I know absolutely nothing about this stuff but google is my guide
Comments from several sources.
Most barrels for use on hunting rifles and in military firearms are made from a high alloy Chrome Molybdenum steel of the sort used in high stress components such as truck axles, conrods and such. In the United States these steels are designated as 4140, 4150 and 4340 types
(I had an unfortunate hard slam encounter with a curb and bent an axle shaft in my mustang. Wonder what grade of steel it is? Destroyed the aluminum mag shaving a inch thick and 3 foot long blade off the rim. )
Rc 32, the upper end of the hardness range that still readily permits the types of machining operations involved in making barrels.

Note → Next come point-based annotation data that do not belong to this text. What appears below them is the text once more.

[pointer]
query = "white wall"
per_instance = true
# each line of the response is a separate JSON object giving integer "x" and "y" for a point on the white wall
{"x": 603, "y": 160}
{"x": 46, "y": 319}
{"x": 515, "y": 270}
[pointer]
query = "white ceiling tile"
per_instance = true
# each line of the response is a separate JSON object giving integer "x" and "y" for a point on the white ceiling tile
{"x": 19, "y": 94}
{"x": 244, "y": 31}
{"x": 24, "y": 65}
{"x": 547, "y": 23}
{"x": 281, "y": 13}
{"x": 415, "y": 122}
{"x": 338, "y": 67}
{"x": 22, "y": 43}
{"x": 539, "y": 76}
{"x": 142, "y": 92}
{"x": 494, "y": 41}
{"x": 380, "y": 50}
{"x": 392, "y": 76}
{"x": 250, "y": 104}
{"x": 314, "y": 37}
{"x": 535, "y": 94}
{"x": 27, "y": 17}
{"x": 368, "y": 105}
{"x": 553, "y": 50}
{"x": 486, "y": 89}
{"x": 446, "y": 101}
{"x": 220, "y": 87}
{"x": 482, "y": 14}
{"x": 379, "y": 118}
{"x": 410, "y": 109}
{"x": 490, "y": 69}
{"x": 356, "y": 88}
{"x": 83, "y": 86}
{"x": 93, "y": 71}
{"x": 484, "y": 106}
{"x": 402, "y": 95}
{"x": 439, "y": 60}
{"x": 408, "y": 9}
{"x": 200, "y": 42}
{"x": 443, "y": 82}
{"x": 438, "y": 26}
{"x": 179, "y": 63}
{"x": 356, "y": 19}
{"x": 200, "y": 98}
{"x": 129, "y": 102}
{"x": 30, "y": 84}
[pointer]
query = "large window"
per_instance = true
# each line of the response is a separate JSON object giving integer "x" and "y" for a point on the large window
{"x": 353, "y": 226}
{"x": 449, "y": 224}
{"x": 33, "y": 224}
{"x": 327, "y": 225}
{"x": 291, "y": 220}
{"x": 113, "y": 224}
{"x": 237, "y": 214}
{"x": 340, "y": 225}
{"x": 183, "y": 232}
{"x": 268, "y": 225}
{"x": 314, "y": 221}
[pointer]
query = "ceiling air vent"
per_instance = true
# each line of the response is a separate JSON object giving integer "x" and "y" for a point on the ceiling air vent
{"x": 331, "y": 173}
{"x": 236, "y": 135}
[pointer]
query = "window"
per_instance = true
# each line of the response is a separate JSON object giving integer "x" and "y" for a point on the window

Elasticity must be maintained in gun barrels, and the range of 26-32 Rc (Rockwell C scale) hardness has been determined as the appropriate, safe tradeoff
Tensile strength and hardness affect barrel performance. Tensile strength is the force required to break a steel rod one inch in cross-sectional area by pulling at both ends. Generally, hardening steel increases its tensile strength. But a tensile rating of 100,000 pounds for a rifle barrel is worthless if the steel is so hard it's brittle. A hardness of 25 to 32 on the Rockwell C scale has proven a useful compromise.
Generally speaking, the tensile strength of a steel can be increased by hardening it. But as the hardness is increased, so the steel becomes more brittle and it becomes more susceptible to fracturing from a hard knock or sharp impact - or setting off a small explosion inside a tube of the stuff! A trade off must therefore be made of tensile strength against impact strength and for barrel steel the resultant hardness settled on is usually between 25 and 32 on the Rockwell C scale.
Quick summary of checks I have made over the years:
Older vintages of military Mauser barrels and early 1903 Springfield .30/06 manganese steel barrels around Rc 10.
Later Springfield .30/06 barrels made from what P.O. Ackley said was "WD4140," WD meaning "War Department", was around Rc17, the average hardness of "normalized," ie, air cooled 4140 steel.
The majority of commercial barrels from Winchester, Remington, Ruger, etc. tested around Rc 24-26, while at the time I tested them, the Savage 110 barrels were right up there at around Rc 30-32.
Shilen barrels at the time were Rc 19 while Douglas was around Rc 25.
Current Shilen barrels run around Rc 29-30.
Most 416 stainless rifle barrels are around Rc 20, +/-.
As you can see, barrel steel hardnesses range all over the planet, over the entire hardness range from dead soft annealed up through about Rc 32, the upper end of the hardness range that still readily permits the types of machining operations involved in making barrels.
an opinion supporting obiwan position
The 4140 used for these barrels have a hardness of Rc 26-32. This is a wide range, thus why some last longer than others. Chromelining has a Rc ~70 and a Combloc barrel Rc ~40 (usually). If these barrels were Rc 30 and chromelined = GTG, but their not.